Any feedback/suggestions would be greatly appreciated. This type of discussion seems better suited to the message board, but I like the UI of Github Issues better, so I am posting it here. If you would prefer though, I am happy to move the discussion over.

Subgraphs

Subgraphs are nested calculations that will be run multiple times. They get some of their values from the parent graphs and others each time they are evaluated.

My Use Case

I am creating a general purpose metaheuristic search framework. Primarily, it is intended for research into genetic programming.

The whole point of the framework is to be able to be able to modularly assemble a search technique (that includes the algorithm, the problem, and many configuration parameters) in order to run it and look at the results.

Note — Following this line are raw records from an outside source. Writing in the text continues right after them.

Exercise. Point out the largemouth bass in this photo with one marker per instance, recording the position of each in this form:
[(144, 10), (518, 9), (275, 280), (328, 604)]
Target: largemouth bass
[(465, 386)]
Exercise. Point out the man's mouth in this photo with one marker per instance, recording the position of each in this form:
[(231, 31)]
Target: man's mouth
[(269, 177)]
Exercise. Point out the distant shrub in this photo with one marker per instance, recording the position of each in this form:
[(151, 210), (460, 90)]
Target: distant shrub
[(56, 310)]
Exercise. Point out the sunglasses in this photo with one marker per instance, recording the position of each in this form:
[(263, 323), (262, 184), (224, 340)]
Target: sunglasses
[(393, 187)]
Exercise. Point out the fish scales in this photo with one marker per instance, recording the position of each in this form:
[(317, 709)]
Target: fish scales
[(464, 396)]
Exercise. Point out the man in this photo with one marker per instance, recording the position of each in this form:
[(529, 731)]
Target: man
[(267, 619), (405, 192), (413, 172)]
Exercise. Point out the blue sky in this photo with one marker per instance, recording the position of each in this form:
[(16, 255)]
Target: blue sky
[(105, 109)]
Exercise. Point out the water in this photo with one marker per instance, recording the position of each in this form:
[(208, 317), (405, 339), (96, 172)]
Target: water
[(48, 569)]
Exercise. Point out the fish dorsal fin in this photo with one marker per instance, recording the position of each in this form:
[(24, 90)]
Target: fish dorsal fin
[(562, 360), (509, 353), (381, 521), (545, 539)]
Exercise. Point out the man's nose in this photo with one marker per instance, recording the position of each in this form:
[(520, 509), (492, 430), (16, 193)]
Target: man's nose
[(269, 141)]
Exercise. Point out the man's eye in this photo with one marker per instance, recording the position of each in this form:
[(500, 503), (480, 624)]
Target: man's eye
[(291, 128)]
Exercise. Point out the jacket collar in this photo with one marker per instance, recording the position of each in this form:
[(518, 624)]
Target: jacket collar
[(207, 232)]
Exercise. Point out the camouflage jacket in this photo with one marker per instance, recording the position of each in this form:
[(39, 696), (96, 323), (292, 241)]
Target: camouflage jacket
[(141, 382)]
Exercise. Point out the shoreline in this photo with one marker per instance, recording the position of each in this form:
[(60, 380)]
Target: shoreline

The results are a sequence of Generations. Below is summary of the schemas:

(def Traits
  "Traits are any information we know about an individual or a generation. For example
   this could be how well it does on a certain test case or the best individual in the current generation."
  { s/Any  (s/maybe s/Num)})

(def Individual
  "One individual in the population"
  {:genome s/Any
   :id s/Str
   :traits Traits
   :parent-ids #{s/Str}})

(def Generation
  "Holds the whole state for a current generation of individuals."
  {:index s/Int
   :traits Traits
   :individuals #{Individual}})

The whole process is run by a graph that has a :generations keys. The configuration problem is how to assemble that graph from a bunch of different. Then to actually get the result, we just run the graph and pull off the :generations key.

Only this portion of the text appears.